Michael Dondrup's comment is probably the best solution if you want to do anything complex with ranges, but for the problem stated (intergenic distance calculation), you really only need a few lines of python code:
gene_positions = [('geneA', 'chr1', 100,200), ('geneB', 'chr1', 300,400),
('geneC', 'chr1', 401, 450), ('geneD', 'chr2', 100,200)]

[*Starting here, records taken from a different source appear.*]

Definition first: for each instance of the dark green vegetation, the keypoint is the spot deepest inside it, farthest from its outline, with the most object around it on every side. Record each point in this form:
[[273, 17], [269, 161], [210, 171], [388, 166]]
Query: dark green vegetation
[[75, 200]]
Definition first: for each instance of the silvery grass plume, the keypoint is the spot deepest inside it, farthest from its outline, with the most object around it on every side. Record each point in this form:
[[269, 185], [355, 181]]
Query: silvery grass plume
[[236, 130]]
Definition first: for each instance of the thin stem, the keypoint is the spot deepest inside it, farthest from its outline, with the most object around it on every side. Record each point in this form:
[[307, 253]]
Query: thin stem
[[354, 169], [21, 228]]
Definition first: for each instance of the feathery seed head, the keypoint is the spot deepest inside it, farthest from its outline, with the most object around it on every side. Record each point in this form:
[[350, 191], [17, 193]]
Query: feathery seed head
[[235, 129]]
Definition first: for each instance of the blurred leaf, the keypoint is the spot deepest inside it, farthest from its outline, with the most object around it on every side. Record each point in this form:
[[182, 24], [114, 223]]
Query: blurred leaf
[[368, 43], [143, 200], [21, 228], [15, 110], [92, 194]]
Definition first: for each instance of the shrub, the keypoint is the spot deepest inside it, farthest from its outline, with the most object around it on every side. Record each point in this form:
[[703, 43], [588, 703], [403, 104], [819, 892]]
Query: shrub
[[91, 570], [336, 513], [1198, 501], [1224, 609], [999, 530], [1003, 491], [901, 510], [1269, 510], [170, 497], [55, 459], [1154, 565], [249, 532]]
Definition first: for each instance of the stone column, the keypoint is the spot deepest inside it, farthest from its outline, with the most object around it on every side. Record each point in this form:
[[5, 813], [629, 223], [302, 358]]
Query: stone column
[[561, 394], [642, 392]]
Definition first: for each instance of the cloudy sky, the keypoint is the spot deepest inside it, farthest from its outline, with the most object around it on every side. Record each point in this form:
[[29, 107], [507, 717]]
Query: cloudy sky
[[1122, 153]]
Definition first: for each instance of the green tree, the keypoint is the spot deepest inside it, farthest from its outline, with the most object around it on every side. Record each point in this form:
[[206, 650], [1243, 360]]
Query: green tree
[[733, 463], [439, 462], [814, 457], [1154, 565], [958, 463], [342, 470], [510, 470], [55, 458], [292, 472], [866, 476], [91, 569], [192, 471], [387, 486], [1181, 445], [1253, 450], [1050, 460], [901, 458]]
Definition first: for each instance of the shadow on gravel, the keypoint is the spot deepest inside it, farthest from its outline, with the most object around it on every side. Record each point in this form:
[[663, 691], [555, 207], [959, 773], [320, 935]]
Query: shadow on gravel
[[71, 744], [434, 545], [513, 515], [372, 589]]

gene_positions.sort(key = lambda x: (x[1],x[2]))
intergenic_distances = []
for gene1,gene2 in zip(gene_positions, gene_positions[1:]):
(gene1_name,gene1_chr,gene1_start,gene1_end) = gene1
(gene2_name,gene2_chr,gene2_start,gene2_end) = gene2
if gene1_chr == gene2_chr:
intergenic_distances.append((gene2_start - gene1_end,
gene1_name, gene2_name))
I don't know what you want to do with the data afterward, but you get a list of (intergenic_distance, gene1_name, gene2_name) tuples, like this:
for distance,gene1,gene2 in intergenic_distances:
print "Distance between %s and %s is %s"%(gene1,gene2,distance)

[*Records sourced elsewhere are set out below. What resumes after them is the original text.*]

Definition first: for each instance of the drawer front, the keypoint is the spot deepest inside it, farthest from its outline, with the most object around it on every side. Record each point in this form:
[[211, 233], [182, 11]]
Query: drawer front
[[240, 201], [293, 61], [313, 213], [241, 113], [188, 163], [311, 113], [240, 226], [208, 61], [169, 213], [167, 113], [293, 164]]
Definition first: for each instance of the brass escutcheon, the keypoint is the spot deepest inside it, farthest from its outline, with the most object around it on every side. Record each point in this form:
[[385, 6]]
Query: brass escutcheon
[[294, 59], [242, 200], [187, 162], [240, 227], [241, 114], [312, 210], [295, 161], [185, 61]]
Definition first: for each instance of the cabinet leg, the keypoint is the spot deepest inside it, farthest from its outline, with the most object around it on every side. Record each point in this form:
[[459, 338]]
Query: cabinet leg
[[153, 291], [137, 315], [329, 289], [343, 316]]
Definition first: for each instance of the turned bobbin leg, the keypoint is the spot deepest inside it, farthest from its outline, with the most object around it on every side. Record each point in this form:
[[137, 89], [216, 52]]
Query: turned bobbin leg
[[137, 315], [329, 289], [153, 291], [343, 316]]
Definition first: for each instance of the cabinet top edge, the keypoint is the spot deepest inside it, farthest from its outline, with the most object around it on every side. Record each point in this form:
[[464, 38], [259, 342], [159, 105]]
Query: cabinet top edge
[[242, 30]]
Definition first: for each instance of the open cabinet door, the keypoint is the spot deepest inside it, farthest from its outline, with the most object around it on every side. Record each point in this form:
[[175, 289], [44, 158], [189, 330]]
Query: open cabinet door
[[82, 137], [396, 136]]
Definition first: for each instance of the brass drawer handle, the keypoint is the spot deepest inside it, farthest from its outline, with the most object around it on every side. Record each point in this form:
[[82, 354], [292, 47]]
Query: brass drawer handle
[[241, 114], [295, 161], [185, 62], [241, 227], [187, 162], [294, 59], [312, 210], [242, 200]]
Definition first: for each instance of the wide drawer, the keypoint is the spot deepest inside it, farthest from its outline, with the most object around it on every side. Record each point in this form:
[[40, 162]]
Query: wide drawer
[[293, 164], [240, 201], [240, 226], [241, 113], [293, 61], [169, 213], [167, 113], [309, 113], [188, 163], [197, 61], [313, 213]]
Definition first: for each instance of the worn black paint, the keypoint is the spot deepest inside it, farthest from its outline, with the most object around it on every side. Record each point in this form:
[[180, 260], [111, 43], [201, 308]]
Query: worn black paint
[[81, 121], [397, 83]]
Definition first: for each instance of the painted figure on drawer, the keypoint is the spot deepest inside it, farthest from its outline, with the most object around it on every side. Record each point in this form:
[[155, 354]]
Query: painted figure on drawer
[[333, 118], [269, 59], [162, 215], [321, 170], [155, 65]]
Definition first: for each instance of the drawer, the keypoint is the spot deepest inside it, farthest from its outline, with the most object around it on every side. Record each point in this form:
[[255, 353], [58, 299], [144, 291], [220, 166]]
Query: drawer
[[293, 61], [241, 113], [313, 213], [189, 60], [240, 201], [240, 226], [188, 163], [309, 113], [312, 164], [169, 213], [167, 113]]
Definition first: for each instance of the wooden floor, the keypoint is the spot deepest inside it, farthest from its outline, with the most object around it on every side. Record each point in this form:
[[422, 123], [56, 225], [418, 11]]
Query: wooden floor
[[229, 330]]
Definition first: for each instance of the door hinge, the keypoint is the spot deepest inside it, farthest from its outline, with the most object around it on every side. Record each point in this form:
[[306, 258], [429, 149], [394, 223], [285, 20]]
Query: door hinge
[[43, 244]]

Of course, you probably already knew that.
There are several python packages and other alternatives mentioned here: http://biostar.stackexchange.com/questions/2245/what-is-the-quickest-algorithm-for-range-overlap
I remember that package was called 'pygr', but I haven't used it myself.
I think it would be better if you paste a little portion of your input file on your question.
Hi Abhi. Can you post your input file?